A University of Florida researcher has received a two-year $419,375 grant from the National Institute of Neurological Disorders and Stroke to study how to advance immunotherapy approaches to treat glioblastoma, the most aggressive malignant brain tumor in humans. 

Matthew Sarkisian, Ph.D.

Matthew Sarkisian, Ph.D., an associate professor in the department of neuroscience in the UF College of Medicine, will lead the new project exploring how tumor cells avoid targeting from the immune system. The study will examine how organelles called primary cilia affect tumor cell development in mouse and patient cells. 

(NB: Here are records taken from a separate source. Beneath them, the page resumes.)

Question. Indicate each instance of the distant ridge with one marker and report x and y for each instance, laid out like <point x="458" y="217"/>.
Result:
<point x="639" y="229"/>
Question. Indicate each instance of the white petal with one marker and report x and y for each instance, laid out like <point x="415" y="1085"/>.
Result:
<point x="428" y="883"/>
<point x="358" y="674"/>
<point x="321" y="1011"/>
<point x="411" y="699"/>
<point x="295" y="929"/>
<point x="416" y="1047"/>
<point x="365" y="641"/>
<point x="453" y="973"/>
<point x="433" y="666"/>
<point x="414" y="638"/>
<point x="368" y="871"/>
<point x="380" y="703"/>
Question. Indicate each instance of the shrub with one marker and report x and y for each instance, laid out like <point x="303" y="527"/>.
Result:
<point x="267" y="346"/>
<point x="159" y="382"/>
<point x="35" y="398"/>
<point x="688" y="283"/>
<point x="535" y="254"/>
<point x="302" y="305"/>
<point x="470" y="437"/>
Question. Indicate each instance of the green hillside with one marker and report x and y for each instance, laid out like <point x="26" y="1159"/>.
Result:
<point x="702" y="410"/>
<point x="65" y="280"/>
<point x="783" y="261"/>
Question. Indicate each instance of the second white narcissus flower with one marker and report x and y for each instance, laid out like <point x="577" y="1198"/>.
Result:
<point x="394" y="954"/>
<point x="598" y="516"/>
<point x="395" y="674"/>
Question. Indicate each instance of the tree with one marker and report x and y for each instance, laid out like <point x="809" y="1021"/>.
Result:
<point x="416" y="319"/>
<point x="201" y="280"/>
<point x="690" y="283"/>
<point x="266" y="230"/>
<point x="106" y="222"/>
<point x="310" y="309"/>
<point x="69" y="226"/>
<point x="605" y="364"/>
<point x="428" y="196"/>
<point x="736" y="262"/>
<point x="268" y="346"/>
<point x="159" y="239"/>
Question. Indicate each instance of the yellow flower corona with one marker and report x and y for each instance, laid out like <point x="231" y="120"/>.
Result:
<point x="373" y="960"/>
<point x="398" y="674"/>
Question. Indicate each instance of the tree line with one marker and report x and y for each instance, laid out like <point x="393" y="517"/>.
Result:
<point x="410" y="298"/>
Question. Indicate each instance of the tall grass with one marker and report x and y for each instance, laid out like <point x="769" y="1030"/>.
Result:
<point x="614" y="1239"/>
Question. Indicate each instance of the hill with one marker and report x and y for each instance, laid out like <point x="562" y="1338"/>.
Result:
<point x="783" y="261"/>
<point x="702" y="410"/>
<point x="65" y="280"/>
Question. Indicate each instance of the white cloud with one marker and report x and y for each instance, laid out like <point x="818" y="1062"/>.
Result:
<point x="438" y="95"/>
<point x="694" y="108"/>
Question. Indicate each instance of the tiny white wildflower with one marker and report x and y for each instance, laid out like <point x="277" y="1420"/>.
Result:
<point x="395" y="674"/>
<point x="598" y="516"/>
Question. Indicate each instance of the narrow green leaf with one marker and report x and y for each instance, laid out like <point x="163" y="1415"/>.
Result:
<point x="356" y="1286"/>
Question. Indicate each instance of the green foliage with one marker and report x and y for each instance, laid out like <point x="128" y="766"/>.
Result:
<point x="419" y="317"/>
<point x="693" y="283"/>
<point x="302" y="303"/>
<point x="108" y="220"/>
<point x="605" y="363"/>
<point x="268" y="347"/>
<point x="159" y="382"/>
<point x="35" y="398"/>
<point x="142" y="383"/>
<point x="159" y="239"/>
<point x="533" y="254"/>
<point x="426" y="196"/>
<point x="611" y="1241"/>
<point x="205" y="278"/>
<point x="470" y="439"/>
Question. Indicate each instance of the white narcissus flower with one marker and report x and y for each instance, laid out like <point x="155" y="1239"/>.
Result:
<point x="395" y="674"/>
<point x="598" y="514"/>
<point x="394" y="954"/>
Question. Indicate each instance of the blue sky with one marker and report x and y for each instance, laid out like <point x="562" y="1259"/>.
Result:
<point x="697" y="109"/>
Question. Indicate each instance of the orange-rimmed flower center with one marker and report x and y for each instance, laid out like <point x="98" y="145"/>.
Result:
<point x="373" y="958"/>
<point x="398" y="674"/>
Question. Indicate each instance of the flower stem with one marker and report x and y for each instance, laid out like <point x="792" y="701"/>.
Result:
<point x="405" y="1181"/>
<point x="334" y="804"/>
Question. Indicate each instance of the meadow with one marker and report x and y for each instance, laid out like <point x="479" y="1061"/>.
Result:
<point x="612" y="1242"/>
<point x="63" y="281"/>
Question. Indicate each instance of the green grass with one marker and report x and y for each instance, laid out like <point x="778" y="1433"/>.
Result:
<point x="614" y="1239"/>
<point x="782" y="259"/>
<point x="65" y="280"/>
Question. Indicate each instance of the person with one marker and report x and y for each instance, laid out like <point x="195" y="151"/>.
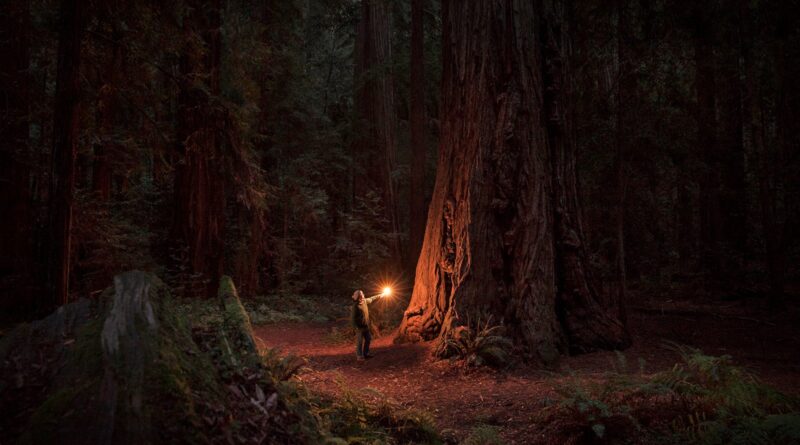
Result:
<point x="360" y="320"/>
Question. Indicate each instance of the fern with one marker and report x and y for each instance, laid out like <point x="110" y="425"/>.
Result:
<point x="478" y="345"/>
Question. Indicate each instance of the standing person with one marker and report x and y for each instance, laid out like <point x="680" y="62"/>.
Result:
<point x="360" y="319"/>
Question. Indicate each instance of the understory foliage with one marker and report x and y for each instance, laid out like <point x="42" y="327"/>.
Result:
<point x="477" y="344"/>
<point x="353" y="415"/>
<point x="703" y="400"/>
<point x="199" y="379"/>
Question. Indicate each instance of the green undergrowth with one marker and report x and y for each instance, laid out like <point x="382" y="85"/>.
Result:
<point x="167" y="377"/>
<point x="701" y="400"/>
<point x="272" y="309"/>
<point x="295" y="308"/>
<point x="366" y="416"/>
<point x="484" y="435"/>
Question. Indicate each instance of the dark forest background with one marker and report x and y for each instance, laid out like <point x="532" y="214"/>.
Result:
<point x="284" y="143"/>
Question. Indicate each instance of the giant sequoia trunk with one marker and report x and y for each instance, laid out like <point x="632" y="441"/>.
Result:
<point x="65" y="137"/>
<point x="503" y="235"/>
<point x="375" y="149"/>
<point x="198" y="224"/>
<point x="108" y="102"/>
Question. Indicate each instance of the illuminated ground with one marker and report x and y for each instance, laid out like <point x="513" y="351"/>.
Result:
<point x="461" y="400"/>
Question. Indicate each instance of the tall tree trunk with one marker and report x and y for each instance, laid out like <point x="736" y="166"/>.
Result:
<point x="622" y="90"/>
<point x="589" y="321"/>
<point x="705" y="89"/>
<point x="492" y="244"/>
<point x="418" y="140"/>
<point x="104" y="151"/>
<point x="733" y="193"/>
<point x="16" y="259"/>
<point x="199" y="218"/>
<point x="65" y="137"/>
<point x="375" y="151"/>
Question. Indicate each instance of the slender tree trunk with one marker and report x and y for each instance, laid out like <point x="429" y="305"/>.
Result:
<point x="418" y="140"/>
<point x="705" y="89"/>
<point x="622" y="90"/>
<point x="16" y="259"/>
<point x="492" y="245"/>
<point x="376" y="149"/>
<point x="733" y="193"/>
<point x="65" y="136"/>
<point x="199" y="218"/>
<point x="102" y="171"/>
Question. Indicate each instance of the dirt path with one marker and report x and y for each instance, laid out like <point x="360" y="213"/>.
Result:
<point x="461" y="400"/>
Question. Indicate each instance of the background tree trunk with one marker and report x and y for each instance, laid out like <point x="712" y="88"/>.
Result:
<point x="705" y="88"/>
<point x="589" y="321"/>
<point x="65" y="138"/>
<point x="16" y="257"/>
<point x="490" y="246"/>
<point x="102" y="171"/>
<point x="622" y="90"/>
<point x="418" y="140"/>
<point x="199" y="218"/>
<point x="374" y="103"/>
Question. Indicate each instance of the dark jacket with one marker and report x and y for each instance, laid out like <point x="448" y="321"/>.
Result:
<point x="360" y="315"/>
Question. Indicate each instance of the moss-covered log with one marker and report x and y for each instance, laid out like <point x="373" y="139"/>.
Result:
<point x="125" y="368"/>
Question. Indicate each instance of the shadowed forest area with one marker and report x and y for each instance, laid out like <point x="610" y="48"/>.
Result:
<point x="573" y="222"/>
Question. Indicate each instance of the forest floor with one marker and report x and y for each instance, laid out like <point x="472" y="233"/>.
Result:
<point x="463" y="399"/>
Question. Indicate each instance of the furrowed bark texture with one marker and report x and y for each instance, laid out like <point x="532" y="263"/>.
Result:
<point x="589" y="321"/>
<point x="491" y="242"/>
<point x="65" y="137"/>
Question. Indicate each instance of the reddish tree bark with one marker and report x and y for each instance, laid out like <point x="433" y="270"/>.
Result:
<point x="589" y="320"/>
<point x="15" y="159"/>
<point x="199" y="216"/>
<point x="502" y="231"/>
<point x="65" y="136"/>
<point x="374" y="101"/>
<point x="104" y="151"/>
<point x="418" y="142"/>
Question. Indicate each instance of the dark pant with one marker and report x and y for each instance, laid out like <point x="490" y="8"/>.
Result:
<point x="363" y="337"/>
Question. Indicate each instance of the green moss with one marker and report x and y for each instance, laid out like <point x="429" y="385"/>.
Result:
<point x="45" y="423"/>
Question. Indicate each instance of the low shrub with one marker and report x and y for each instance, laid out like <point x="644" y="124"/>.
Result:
<point x="477" y="345"/>
<point x="703" y="400"/>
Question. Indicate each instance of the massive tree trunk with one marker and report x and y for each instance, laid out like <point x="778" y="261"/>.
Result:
<point x="198" y="224"/>
<point x="418" y="140"/>
<point x="375" y="150"/>
<point x="589" y="320"/>
<point x="503" y="231"/>
<point x="65" y="137"/>
<point x="15" y="159"/>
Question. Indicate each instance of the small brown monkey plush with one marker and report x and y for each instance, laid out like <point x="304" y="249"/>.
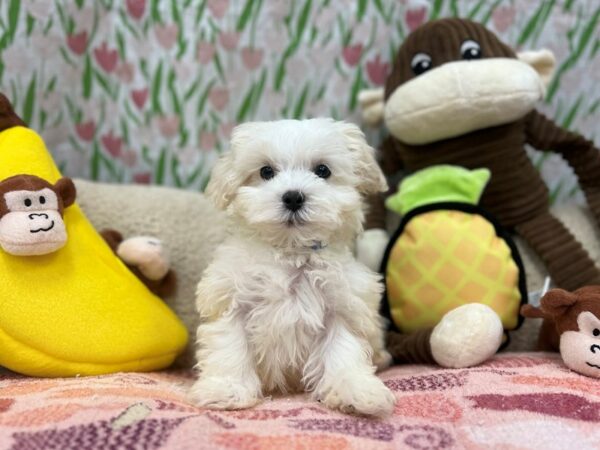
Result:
<point x="458" y="95"/>
<point x="31" y="222"/>
<point x="31" y="214"/>
<point x="577" y="319"/>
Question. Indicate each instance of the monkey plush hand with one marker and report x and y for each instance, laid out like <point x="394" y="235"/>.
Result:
<point x="458" y="95"/>
<point x="577" y="319"/>
<point x="31" y="214"/>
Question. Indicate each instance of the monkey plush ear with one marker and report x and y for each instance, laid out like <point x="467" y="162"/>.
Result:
<point x="543" y="61"/>
<point x="556" y="302"/>
<point x="367" y="169"/>
<point x="65" y="189"/>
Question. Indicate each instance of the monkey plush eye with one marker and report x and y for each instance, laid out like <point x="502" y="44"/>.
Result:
<point x="267" y="172"/>
<point x="470" y="50"/>
<point x="420" y="63"/>
<point x="322" y="171"/>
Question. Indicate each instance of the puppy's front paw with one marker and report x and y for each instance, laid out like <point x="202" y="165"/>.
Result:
<point x="466" y="336"/>
<point x="223" y="393"/>
<point x="382" y="359"/>
<point x="365" y="396"/>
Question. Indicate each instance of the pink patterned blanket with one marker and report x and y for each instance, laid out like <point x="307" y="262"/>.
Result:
<point x="515" y="401"/>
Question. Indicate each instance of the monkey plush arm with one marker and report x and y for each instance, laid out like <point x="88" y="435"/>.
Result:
<point x="143" y="256"/>
<point x="371" y="244"/>
<point x="391" y="163"/>
<point x="581" y="154"/>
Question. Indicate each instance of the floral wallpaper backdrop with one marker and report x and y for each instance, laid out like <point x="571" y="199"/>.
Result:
<point x="149" y="90"/>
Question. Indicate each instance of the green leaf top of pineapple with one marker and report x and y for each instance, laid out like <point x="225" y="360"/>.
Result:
<point x="437" y="184"/>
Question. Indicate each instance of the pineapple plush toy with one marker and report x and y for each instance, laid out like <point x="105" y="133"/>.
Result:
<point x="450" y="270"/>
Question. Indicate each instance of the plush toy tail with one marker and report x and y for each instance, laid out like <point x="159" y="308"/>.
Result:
<point x="532" y="312"/>
<point x="8" y="117"/>
<point x="413" y="348"/>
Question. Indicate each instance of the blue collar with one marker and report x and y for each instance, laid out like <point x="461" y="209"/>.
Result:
<point x="318" y="245"/>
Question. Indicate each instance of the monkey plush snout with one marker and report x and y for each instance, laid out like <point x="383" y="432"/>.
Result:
<point x="462" y="96"/>
<point x="29" y="234"/>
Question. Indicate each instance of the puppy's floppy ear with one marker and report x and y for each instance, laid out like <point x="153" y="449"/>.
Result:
<point x="370" y="175"/>
<point x="222" y="185"/>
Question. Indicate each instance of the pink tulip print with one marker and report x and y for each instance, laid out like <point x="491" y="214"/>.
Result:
<point x="129" y="158"/>
<point x="503" y="18"/>
<point x="112" y="144"/>
<point x="86" y="130"/>
<point x="229" y="39"/>
<point x="77" y="42"/>
<point x="219" y="97"/>
<point x="106" y="58"/>
<point x="208" y="141"/>
<point x="139" y="97"/>
<point x="125" y="88"/>
<point x="166" y="35"/>
<point x="205" y="52"/>
<point x="377" y="70"/>
<point x="352" y="54"/>
<point x="415" y="17"/>
<point x="168" y="125"/>
<point x="142" y="178"/>
<point x="125" y="72"/>
<point x="218" y="8"/>
<point x="136" y="8"/>
<point x="252" y="57"/>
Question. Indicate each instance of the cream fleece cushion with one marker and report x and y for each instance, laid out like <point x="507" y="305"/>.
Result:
<point x="191" y="228"/>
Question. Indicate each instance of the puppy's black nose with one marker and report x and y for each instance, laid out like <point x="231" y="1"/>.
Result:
<point x="293" y="200"/>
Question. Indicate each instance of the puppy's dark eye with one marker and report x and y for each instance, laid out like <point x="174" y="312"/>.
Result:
<point x="267" y="172"/>
<point x="420" y="63"/>
<point x="322" y="171"/>
<point x="470" y="50"/>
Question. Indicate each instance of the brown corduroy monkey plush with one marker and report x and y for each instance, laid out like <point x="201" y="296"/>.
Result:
<point x="458" y="95"/>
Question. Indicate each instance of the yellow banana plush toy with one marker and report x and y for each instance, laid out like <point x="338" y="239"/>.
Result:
<point x="69" y="306"/>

The presence of cilia is predictive of more aggressive and treatment-resistant glioblastoma. The team will study how glioblastoma cilia affect the ways immune cells infiltrate and function within tumors and determine which immune cell types contact or avoid ciliated tumor cells in human glioblastoma.  

The project aims to enhance understanding of a new cell-cell interaction in the brain tumor microenvironment, which may help explain how glioblastoma cells prevent immune cells from removing cancer cells and ultimately improve immunotherapy treatment. 

Sarkisian, a member of the UF Health Cancer Center’s Cancer Therapeutics & Host Response research program, is collaborating on the new project with two other UF College of Medicine researchers who are also members of the UF Heath Cancer Center: Loic Deleyrolle, Ph.D., an assistant professor in the department of neurosurgery, and Jeffrey Harrison, Ph.D., a professor in the department of pharmacology and therapeutics.